I've seen your nose so yeah.

j/k:jester:


----------



## colevalleytim (Mar 1, 2008)

Can I add a question to this discussion.

How do you guys know how tight to tighten the floor mounting bolts?

Is it feel or is there a torque setting?

I've always worked by feel, but live in fear of breaking a toilet.

thanks


----------



## MarkJames (Nov 25, 2012)

colevalleytim said:


> Can I add a question to this discussion.
> 
> How do you guys know how tight to tighten the floor mounting bolts?
> 
> ...


"Feel", as in "quite snug" if that makes sense. You won't crack it unless you tighten the heck out of it, in most cases. If one addresses any wobbles first, they won't feel the need to overtighten. Also, a dry run (no wax) is a great way to see where it may need some shimming. If you're setting on tile, it helps to shim and caulk the base, at least front and sides, to keep it from rotating.


----------



## MIKE ANTONETTI (Jul 17, 2012)

My take is you seat the bowl down as far as it can go. I like grout for any fill under the bowl to prevent any rocking loosening/compromising seal. So after that is accomplished, the nuts are just snugged up to prevent from going upward, not to pull down and crack. 

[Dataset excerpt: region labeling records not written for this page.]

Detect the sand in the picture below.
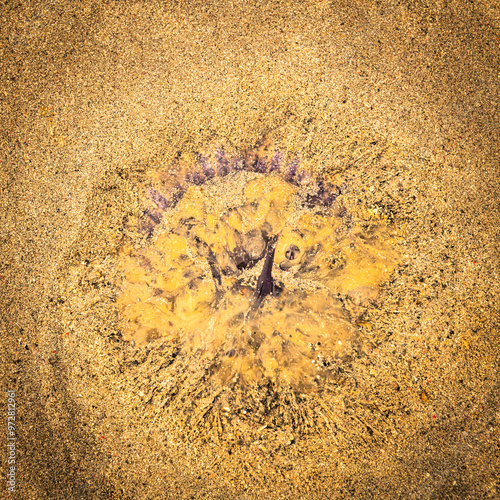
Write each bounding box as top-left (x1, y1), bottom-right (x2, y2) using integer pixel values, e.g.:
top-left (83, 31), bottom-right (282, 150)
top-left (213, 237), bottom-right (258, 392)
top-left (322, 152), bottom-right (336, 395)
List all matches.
top-left (0, 0), bottom-right (500, 500)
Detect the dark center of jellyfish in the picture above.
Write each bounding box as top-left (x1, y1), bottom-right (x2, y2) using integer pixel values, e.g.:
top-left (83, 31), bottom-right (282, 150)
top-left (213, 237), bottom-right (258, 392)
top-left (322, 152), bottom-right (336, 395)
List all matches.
top-left (252, 235), bottom-right (281, 311)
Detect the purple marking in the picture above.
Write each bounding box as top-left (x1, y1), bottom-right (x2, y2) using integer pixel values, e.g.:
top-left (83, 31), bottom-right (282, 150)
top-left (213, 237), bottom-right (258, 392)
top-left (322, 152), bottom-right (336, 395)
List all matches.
top-left (148, 188), bottom-right (170, 210)
top-left (253, 158), bottom-right (267, 174)
top-left (285, 158), bottom-right (299, 182)
top-left (168, 186), bottom-right (184, 207)
top-left (215, 148), bottom-right (230, 177)
top-left (186, 172), bottom-right (206, 186)
top-left (142, 209), bottom-right (161, 224)
top-left (321, 193), bottom-right (337, 207)
top-left (229, 155), bottom-right (245, 172)
top-left (269, 151), bottom-right (283, 172)
top-left (196, 153), bottom-right (215, 179)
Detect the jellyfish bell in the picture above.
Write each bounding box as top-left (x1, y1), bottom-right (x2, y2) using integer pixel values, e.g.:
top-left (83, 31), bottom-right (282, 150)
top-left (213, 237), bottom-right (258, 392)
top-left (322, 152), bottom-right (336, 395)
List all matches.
top-left (117, 146), bottom-right (397, 391)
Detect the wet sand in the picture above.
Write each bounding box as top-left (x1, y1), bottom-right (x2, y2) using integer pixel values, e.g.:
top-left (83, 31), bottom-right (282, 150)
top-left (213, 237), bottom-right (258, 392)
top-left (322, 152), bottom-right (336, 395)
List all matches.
top-left (0, 1), bottom-right (500, 500)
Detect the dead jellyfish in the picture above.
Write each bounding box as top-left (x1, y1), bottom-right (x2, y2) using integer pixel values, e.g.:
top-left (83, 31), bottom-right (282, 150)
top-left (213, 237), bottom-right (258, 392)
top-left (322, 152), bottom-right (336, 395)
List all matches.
top-left (117, 146), bottom-right (398, 391)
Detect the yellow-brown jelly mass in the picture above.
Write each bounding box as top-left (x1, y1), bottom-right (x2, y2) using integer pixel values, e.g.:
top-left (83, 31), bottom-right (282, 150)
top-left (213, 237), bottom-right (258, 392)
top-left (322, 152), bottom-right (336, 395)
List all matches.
top-left (117, 172), bottom-right (398, 388)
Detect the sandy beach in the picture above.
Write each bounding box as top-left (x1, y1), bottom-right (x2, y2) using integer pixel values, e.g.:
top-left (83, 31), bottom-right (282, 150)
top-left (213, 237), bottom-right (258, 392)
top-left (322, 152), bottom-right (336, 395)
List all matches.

The torque wrench approach would be too low an amount or too risky maybe. Small wrench so you can feel torque/pressure.


----------



## MarkJames (Nov 25, 2012)

colevalleytim said:


> Can I add a question to this discussion.
> 
> How do you guys know how tight to tighten the floor mounting bolts?
> 
> ...


I've seen broken PVC flanges before cracked toilets, too. Another reason not to overtighten.


----------



## MarkJames (Nov 25, 2012)

Best shims out there. Shim as necessary, trim easily with a utility knife. 

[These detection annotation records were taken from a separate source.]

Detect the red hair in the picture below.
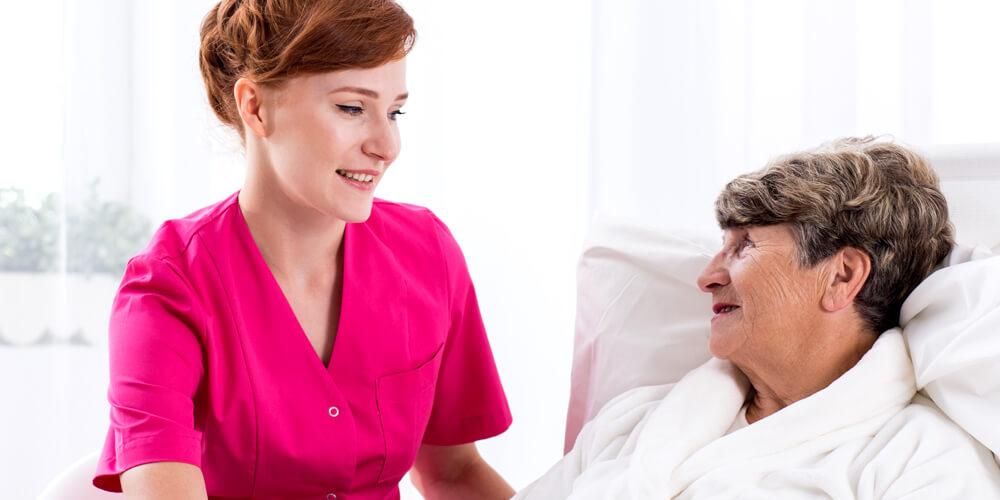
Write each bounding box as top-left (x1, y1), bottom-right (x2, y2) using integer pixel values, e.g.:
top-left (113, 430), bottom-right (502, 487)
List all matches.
top-left (198, 0), bottom-right (417, 136)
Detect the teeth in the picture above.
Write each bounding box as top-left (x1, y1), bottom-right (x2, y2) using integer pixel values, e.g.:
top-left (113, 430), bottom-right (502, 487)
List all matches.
top-left (337, 170), bottom-right (375, 182)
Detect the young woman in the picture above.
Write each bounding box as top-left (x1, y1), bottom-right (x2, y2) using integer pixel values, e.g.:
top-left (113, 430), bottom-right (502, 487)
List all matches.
top-left (94, 0), bottom-right (514, 500)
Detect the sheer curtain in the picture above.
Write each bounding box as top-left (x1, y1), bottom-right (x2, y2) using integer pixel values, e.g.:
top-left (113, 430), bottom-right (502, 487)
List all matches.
top-left (0, 0), bottom-right (590, 498)
top-left (588, 0), bottom-right (1000, 244)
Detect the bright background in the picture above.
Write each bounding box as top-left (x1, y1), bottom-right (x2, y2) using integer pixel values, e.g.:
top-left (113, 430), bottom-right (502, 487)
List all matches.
top-left (0, 0), bottom-right (1000, 498)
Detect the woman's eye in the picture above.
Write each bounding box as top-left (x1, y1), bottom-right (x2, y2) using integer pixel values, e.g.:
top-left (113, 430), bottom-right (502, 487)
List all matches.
top-left (337, 104), bottom-right (364, 116)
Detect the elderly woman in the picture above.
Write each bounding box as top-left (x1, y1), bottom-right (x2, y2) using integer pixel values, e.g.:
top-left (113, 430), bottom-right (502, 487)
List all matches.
top-left (515, 138), bottom-right (1000, 499)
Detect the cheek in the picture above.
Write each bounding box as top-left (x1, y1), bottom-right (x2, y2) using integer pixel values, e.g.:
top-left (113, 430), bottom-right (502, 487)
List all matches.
top-left (737, 261), bottom-right (814, 324)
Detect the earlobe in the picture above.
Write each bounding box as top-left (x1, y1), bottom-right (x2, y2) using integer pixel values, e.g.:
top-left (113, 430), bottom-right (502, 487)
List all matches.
top-left (821, 247), bottom-right (871, 312)
top-left (233, 78), bottom-right (267, 137)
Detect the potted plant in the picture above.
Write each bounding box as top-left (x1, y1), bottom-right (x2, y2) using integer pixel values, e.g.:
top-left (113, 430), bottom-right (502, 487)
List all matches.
top-left (0, 181), bottom-right (150, 345)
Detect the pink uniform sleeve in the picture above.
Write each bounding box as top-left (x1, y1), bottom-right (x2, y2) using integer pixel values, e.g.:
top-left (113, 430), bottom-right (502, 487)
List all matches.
top-left (423, 218), bottom-right (512, 446)
top-left (94, 256), bottom-right (204, 491)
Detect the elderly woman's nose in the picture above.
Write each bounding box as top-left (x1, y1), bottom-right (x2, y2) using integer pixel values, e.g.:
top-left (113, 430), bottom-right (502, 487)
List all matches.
top-left (698, 253), bottom-right (729, 293)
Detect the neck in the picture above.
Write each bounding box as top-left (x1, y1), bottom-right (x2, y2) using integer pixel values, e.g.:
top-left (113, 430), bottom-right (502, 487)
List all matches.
top-left (733, 320), bottom-right (878, 423)
top-left (239, 166), bottom-right (347, 285)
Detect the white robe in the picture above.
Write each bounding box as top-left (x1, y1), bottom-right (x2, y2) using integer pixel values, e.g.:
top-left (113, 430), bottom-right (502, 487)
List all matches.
top-left (514, 329), bottom-right (1000, 500)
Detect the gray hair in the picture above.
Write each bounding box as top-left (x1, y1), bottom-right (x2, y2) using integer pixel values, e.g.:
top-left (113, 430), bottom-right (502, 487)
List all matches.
top-left (715, 137), bottom-right (955, 332)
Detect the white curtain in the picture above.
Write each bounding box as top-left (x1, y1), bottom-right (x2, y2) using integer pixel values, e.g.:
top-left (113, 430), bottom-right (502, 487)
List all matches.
top-left (589, 0), bottom-right (1000, 243)
top-left (0, 0), bottom-right (590, 498)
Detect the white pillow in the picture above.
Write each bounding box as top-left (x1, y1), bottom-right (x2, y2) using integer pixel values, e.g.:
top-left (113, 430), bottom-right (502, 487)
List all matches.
top-left (565, 220), bottom-right (722, 451)
top-left (899, 247), bottom-right (1000, 455)
top-left (565, 220), bottom-right (1000, 460)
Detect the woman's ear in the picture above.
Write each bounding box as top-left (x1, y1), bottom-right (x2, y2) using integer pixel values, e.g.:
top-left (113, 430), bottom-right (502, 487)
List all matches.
top-left (233, 78), bottom-right (267, 137)
top-left (820, 247), bottom-right (872, 312)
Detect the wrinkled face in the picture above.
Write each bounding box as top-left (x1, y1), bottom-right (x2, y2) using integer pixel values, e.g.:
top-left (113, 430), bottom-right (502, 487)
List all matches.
top-left (698, 224), bottom-right (823, 366)
top-left (262, 60), bottom-right (407, 222)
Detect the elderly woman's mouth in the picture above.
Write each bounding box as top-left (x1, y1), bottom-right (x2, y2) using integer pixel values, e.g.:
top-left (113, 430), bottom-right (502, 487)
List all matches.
top-left (712, 303), bottom-right (740, 314)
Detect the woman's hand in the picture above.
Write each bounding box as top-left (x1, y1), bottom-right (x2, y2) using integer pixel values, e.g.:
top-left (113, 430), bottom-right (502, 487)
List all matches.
top-left (121, 462), bottom-right (208, 500)
top-left (410, 443), bottom-right (514, 500)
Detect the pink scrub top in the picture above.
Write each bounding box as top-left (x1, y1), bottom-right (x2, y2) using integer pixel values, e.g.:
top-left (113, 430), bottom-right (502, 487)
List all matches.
top-left (94, 193), bottom-right (511, 500)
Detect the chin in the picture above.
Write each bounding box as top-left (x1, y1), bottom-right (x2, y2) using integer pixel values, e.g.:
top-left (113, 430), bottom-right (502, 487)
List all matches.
top-left (340, 201), bottom-right (372, 223)
top-left (708, 332), bottom-right (733, 359)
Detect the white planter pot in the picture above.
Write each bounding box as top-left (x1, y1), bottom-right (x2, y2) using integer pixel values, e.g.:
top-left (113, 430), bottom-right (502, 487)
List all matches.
top-left (0, 272), bottom-right (119, 345)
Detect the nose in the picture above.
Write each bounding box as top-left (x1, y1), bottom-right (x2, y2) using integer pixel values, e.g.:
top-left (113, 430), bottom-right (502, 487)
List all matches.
top-left (361, 117), bottom-right (400, 166)
top-left (698, 252), bottom-right (729, 293)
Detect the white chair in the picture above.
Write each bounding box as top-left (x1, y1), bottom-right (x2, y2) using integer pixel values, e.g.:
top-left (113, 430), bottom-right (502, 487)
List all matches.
top-left (38, 451), bottom-right (123, 500)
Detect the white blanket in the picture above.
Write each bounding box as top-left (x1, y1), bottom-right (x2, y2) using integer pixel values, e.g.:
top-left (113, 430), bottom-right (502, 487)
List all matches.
top-left (515, 330), bottom-right (1000, 500)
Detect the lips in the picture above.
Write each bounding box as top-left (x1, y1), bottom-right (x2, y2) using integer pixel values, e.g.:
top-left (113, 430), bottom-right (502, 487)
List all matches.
top-left (712, 302), bottom-right (740, 314)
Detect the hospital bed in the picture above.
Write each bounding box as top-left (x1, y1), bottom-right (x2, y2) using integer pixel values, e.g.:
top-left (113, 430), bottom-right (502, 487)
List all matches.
top-left (565, 145), bottom-right (1000, 463)
top-left (39, 147), bottom-right (1000, 500)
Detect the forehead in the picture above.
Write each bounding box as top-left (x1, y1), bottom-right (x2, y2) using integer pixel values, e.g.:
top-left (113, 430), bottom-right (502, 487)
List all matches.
top-left (722, 224), bottom-right (795, 244)
top-left (302, 59), bottom-right (406, 94)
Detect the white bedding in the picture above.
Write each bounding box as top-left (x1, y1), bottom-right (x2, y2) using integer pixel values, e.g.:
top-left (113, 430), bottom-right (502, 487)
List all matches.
top-left (514, 330), bottom-right (1000, 500)
top-left (515, 248), bottom-right (1000, 500)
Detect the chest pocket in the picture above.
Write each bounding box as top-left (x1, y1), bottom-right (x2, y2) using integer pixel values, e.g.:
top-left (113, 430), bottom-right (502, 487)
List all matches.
top-left (375, 345), bottom-right (443, 482)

Plumb Pak Pp836-55 Toilet Shims Soft


----------



## platinumLLC (Nov 18, 2008)

Toilet setting isn't rocket science but there is a science to it. It's been explained pretty good already. But my process is to make sure the flange is the correct height. This will eliminate 99% of your problems. Like almost all other parts of construction prep is key. Make sure the flange is in good shape and at right height and cleaned good. If not fix first. Then use the correct wax ring, not the crap ones that come with those cheap toilets. Also make sure you are using good bolts and the flange is good where the bolts go. Set the toilet and gently rock to squeeze the wax down. Don't go crazy, some downward pressure and a very little side to side rocking is all you need. Once it is close to the floor and you know you have compressed the wax good then you can tighten up the bolts. Do this evenly, not one side all the way and then the other. Once they are tight and you have felt the wax smush then I shim the toilet if needed. I use the clear rubber shims made for this. Stick them in and then tighten the toilet down a little more if needed. Then trim the shims. I personally don't caulk most toilets unless the floor is uneven and looks like crap. But if I do caulk I will leave the back 2" or so uncaulked. 

That's my way and it works for me. The feel for the wax ring smushing and how tight to bolt the toilet down is something you get the feel for over time. I've done a few hundred toilets in the last couple decades and like anything else it's something you just get the feel for.


----------



## KillerToiletSpider (May 27, 2007)

TNTSERVICES said:


> Oh yeah I forgot about you. By the book Charlie. Making something on paper a code violation just means the unions got their lobbyists to the right people.
> 
> Romex is a code violation in Naperville, but go 10 miles south and its everywhere.
> 
> ...


Do you inform your clients when you decide to ignore codes or do you just do it and collect your money?


----------



## Inner10 (Mar 12, 2009)

KillerToiletSpider said:


> Do you inform your clients when you decide to ignore codes or do you just do it and collect your money?


I collect the money first


----------